Katharine Briggs

C’est le 8 novembre 1898 que Katharine voit le jour à Londres, dans le joli quartier bourgeois de Hampstead. Entourée de sa mère Mary Cooper et de son père Edward, aquarelliste, elle grandit au son des contes que son père lui narre chaque soir au coucher. Elle s’intéresse donc à la littérature et au folklore dès son plus jeune âge. Après Londres, la famille déménage en 1911 dans la région du Perthshire, en Ecosse. Son père s’éteint en 1913. En 1918, elle part pour Oxford afin d’y suivre ses études et décroche avec brillot son doctorat. Sa thèse porte alors sur le “folklore in Jacobean Literature”. De retour chez elle, elle prend en charge son héritage, à savoir une grande mine de charbon. Celle ci lui permet alors d’être tranquille financièrement. Après avoir écrit des pièces de théâtre durant son parcours scolaire, elle se met à l’écriture de livres portant sur la féérie et les traditions de son pays. Katharine reste une grande inspiratrice pour tous les passionnés d’Elficologie, comme le grand Pierre Dubois, qui lui rend souvent hommage.
Elle reçu un prix d’honneur après sa disparition pour son travail au sein de la société du folklore qu’elle présidait.

1953: The Personnel of Fairyland
1959: The Anatomy of Puck
1965: Folktales of England
1970-1971: The four-volume Dictionary of British Folk Tales in the English Language
1976: A Dictionary of Fairies, Hobgoblins, Brownies, Bogies and Other Supernatural Creatures

Pierre Dubois

C’est Pierre Dubois, en personne, qui a inventé ce terme: l’elficologie! Il se décrit, lui même, comme étant un conteur de légende, un écrivain et un collectionneur. Avec ses  mille talents, il réussit à nous embarquer, avec lui, au pays des fées.
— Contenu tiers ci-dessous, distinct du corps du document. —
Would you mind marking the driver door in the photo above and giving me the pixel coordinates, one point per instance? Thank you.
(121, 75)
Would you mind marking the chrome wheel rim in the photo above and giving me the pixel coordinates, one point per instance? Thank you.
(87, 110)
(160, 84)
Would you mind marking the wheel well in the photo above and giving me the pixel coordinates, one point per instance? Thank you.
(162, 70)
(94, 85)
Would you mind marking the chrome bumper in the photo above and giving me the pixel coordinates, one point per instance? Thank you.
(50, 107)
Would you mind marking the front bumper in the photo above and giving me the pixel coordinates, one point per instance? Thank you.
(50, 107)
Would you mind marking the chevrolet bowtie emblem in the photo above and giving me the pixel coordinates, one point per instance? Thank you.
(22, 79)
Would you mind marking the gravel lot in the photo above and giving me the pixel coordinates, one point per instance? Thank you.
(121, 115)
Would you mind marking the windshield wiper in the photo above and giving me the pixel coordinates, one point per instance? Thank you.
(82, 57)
Le petit peuple n’a plus aucun secret pour celui qui conte et raconte avec enthousiasme les histoires passées fantastiques, mystérieuses et souvent méconnues. Il les puise dans le chaudron magique qui réunit les croyances et les mythes d’autrefois. Ce Merlin des temps moderne raconte qu’il a passé des années à visiter les anciens dans les villages afin de collecter toutes ces merveilleuses histoires. Pierre Dubois aime le vocabulaire, ces jolis mots et leurs poésies. Il joue avec eux, comme un magicien, afin de nous faire rêver.

Pour mieux le découvrir et se glisser dans l’intimité de ses songes, vous pouvez aller faire un tour par ICI, et vous aurez alors la chance de le croiser quelques instants bavardant avec Richard Ely, comme deux amis qui converseraient près d’une grande cheminée, se rappelant et évoquant de jolis souvenirs.

« les petits êtres fuyants et cachés oublient de fuir quand on les appelle par leur vrai nom » de Gaston Bachelard – La terre et les rêveries du repos.